Tutaj tematyka zawęża się do sytuacji związanych z małym chłopcem. Po obejrzeniu wszystkich wideo rozmieszczonych na ścianach to ciekawa odmiana. Razem z nim pojawiają się znani już: ochroniarz, blondynka i pies. Siedzą przy stole, jakaś kucharka, czy służąca podaje obiad. Są rodziną. Dziecko niechcący przewraca szklankę z kompotem, ochroniarz (jego ojciec) zdenerwowany wstaje, zdejmuje pas i przywiązuje je do stołu. Blondynka (matka) przestraszona wychodzi z pokoju. Po jej reakcji widać, że mężczyzna robi tak nie pierwszy raz. Aż kipi z niego agresja, którą przelewa na najbliższych.

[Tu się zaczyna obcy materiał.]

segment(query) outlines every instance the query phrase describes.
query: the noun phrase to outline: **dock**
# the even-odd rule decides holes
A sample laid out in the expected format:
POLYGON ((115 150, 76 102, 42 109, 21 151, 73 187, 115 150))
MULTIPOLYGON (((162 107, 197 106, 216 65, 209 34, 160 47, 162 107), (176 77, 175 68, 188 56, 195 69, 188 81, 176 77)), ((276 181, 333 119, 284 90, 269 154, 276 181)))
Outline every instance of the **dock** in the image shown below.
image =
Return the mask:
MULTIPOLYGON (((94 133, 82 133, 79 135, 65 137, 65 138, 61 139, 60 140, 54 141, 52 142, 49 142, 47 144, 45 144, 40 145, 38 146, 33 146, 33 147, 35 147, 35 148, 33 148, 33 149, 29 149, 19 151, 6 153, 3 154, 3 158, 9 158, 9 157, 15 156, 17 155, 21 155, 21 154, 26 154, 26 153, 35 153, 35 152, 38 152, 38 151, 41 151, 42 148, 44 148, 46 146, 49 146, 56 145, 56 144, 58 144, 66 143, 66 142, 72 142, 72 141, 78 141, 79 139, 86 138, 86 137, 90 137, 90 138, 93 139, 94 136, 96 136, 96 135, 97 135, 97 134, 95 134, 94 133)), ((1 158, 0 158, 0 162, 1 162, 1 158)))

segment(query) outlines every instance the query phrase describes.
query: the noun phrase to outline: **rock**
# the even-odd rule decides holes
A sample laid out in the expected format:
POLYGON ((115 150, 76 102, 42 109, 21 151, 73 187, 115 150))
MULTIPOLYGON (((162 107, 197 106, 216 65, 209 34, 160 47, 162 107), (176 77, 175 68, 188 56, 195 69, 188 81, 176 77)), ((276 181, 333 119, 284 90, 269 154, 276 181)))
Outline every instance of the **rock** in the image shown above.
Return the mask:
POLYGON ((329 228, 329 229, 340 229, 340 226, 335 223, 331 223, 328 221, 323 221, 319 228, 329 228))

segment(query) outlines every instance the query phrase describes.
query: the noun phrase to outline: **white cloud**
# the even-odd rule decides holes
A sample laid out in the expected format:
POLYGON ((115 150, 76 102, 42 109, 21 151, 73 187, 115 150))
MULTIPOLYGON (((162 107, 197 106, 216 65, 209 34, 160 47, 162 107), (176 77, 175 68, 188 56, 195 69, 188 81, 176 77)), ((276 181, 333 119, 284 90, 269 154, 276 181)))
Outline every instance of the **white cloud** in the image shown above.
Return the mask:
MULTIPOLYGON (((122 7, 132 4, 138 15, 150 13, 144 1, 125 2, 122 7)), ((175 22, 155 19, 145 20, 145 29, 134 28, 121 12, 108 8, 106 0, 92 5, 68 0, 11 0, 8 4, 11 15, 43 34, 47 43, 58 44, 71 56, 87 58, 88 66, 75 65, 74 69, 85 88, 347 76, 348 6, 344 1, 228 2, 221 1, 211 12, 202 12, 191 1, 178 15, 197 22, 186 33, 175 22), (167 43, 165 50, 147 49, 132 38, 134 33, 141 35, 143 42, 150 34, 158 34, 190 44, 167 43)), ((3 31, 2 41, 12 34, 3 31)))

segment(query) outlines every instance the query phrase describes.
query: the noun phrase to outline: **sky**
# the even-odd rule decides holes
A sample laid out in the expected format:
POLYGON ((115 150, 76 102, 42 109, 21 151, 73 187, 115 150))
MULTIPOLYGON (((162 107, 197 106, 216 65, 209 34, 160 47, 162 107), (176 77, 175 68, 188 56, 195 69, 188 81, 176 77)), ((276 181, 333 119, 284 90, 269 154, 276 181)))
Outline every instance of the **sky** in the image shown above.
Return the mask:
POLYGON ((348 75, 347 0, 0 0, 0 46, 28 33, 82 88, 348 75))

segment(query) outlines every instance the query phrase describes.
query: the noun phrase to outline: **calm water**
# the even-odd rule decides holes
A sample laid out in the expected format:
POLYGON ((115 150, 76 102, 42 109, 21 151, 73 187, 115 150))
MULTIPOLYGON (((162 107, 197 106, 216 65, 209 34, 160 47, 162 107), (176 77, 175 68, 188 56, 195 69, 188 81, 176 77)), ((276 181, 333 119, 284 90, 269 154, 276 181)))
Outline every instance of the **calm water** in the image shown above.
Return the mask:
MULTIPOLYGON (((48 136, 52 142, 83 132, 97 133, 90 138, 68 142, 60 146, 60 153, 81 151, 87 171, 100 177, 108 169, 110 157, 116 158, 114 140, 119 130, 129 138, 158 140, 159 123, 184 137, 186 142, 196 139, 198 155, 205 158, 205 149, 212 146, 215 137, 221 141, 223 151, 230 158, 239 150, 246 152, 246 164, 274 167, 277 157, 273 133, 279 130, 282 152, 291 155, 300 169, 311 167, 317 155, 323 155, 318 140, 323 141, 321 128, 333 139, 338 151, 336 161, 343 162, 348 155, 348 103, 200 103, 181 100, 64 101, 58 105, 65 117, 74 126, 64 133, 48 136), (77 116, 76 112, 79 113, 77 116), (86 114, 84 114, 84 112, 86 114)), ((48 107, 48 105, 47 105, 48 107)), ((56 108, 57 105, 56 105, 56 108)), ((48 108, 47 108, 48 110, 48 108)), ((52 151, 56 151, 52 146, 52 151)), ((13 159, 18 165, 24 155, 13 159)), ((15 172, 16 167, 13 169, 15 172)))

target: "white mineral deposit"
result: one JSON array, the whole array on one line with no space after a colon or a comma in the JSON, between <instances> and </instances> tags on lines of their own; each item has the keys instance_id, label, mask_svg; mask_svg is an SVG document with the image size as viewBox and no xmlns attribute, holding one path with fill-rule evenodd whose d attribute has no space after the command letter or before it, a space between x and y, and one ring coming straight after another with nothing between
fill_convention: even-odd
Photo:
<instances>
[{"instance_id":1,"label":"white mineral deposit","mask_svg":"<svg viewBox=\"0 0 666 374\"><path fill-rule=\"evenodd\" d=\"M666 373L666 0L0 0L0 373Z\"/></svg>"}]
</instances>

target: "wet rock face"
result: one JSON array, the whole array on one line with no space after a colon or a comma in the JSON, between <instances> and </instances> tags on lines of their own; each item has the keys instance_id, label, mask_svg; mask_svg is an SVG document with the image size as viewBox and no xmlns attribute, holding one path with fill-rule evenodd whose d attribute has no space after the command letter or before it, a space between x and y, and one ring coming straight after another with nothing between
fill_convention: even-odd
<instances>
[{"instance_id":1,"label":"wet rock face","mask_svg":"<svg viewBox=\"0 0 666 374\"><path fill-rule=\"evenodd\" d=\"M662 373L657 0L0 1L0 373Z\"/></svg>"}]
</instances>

Kolejne sceny przedstawiają podobne sytuacje, np. chłopiec bawi się plastikowym wozem strażackim, który podpala. Do pokoju wchodzi ojciec, gasi ogień, zakłada mu papierową torbę na głowę i stawia do kąta. Taka konstrukcja narracji sprawia, że świadomie, czy nieświadomie, trudno to określić łączę ze sobą bohaterów, zastanawiam się, czy to nie ten sam człowiek w różnych etapach życia? Dziecko, młodzieniec, mężczyzna, starzec. Charakter interaktywny wystawy w pełni determinuje sposób jej czytania.
Cała wystawa daje bardzo pesymistyczny obraz świata. Ze wszystkich stron otaczają nas choroba, cierpienie, przemoc, a wszystko to zależne jest od naszych biologicznych uwarunkowań i doświadczeń z dzieciństwa, na które nie mamy wpływu. Bardzo gorzka pigułka, ale jednak sporo w niej prawdy. Nie twierdzę, że Majewski ma absolutną rację kreując taki obraz rzeczywistości. Poza tym sądzę, że nie można przypadku tych kilkorga ludzi postrzegać jako ogólnego wzoru naszego życia. To konkretna historia, dotycząca tych właśnie ludzi, w której jednak człowiek dostrzega podobieństwa ze swoimi doświadczeniami. Pod tym względem „Telemach” bardzo przypomina serię filmów o Adasiu/Michale Miauczyńskim Andrzeja Koterskiego. Wyjaskrawione negatywne cechy całego otoczenia i wszystkich ludzi intensyfikowane są nie po to by człowieka odpychać, ale by wzmocnić wymowę, skupić całą uwagę widza na konkretnych problemach. Drugorzędną, ale mimo to ważną rolę, odgrywa także dźwięk. To, że bohaterowie nic nie mówią sprawia, że mocniej wytęża się wzrok, doszukuje ukrytych symboli i znaczeń.
Montaż filmów dodatkowo wzbogaca warstwę wizualną. Pozornie niezwiązane ze sobą sceny przeskakujące jedna w drugą, czy sztucznie wycięta, z pewnością nagrana za pomocą greenboxa lewitująca kobieta. Takie efekty wzmagają uczucie odrealnienia i niepewności od początku towarzyszące widzowi. Zacieniona, ogromna przestrzeń, oświetlona jedynie projekcjami filmów dodaje patetyzmu. Na samym środku sali stoi rzeźba mężczyzny? z założoną papierową torbą na głowie. To najwyraźniejszy ślad wskazujący na trop, że być może wszystkie te męskie postaci przedstawiają jedną osobę.
W pełni zdaję sobie sprawę, że moja interpretacja nie jest jedyną możliwą, słuszną, dlatego przyjąłem formę komentowania narracji w takiej kolejności, w jakiej ja ją odczytałem. Zawikłane powiązania skutecznie uniemożliwiają jednoznaczne zrozumienie. Bardzo dobrze, że tak jest. Odbiorca zostaję włączony w proces tworzenia. Przestaje być tylko widzem i staje się integralną częścią całości. Oczywiście wymaga to odpowiedniego nastawienia, wrażliwości i chęci. Nie o to jednak chodzi by sztuka podobała się wszystkim, a jeśli tak się dzieje to tym gorzej dla niej.